Un elenco inquietante, che sembra l’inventario di un film noir. Ma è reale. È quello che la Squadra Mobile di Trieste ha sequestrato martedì scorso nella casa di Sebastiano Visintin, 73 anni, ex fotografo, ora ufficialmente indagato per l’omicidio della moglie, Liliana Resinovich, scomparsa il 14 dicembre 2021, ritrovata morta il 5 gennaio nel parco dell’ex ospedale psichiatrico. Coltelli, forbici, tronchesi, cesoie. E poi un maglione, dei guanti, persino delle posate: questi sono gli oggetti requisiti dagli investigatori. Una svolta che arriva dopo anni in cui il caso era rimasto incagliato nella pista del suicidio. Tesi che non ha mai convinto davvero nessuno. E nemmeno il gip, che ha chiesto nuovi accertamenti. Sebastiano ha deciso di evitare il confronto con la stampa. E parte in direzione Carinzia, Austria. Da lì, spiega: “Mi preparo e prendo la bici, forse vado a Felden, farò il giro del lago. Nel pomeriggio andrò in sauna”. Relax, nonostante tutto. L’uomo dice di essere “tranquillo” e “sereno”. Anche dopo aver ricevuto l’avviso di garanzia durante la perquisizione in casa. A Quarto Grado ha detto che gli agenti hanno visionato anche il suo computer, pieno di “600 mila foto di me e Liliana durante i nostri viaggi”.

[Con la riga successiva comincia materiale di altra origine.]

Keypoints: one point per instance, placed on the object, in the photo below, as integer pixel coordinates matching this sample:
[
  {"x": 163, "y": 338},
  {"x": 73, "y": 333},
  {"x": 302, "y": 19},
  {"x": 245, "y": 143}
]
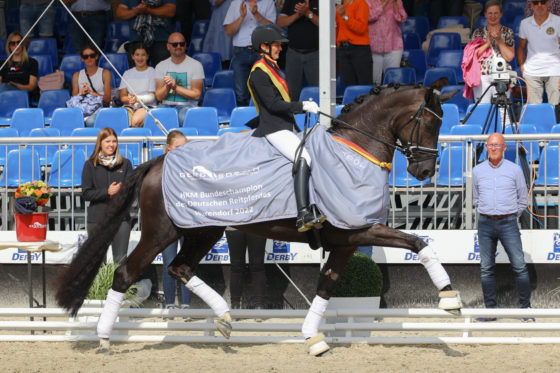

Ma i guanti e quel maglione sequestrati riportano un dettaglio: “Un’impronta guantata” trovata su uno dei sacchi in cui era stato rinchiuso il corpo di Liliana. Unica traccia rimasta. E adesso quegli oggetti tornano centrali. Sebastiano ribadisce: “Erano già stati altre volte qui da me, non ho cambiato nulla dentro e non mi aspettavo che sarebbero tornati, ma resto sereno, vedremo cosa diranno”. Il suo avvocato, Paolo Bevilacqua, ha detto che l’avviso è “un atto dovuto che stupisce a distanza di così tanto tempo dall’originaria iscrizione di reato”. E si chiede: “Perché proprio Sebastiano?”, ma soprattutto: “Perché solo lui?”. Claudio Sterpin, 80 anni, l’uomo che Liliana stava frequentando poco prima della morte – e con cui progettava, secondo le sue parole, una nuova vita – ha commentato: “Finalmente! Da tre anni aspettavo questo momento. Un grazie va a Sergio e agli altri familiari di Liliana che hanno evitato la cremazione, consentendo all'inchiesta di avere questo sviluppo”. E proprio Sergio, fratello della vittima, ha aggiunto: “Spero che gli inquirenti vadano avanti, facciano il loro lavoro”.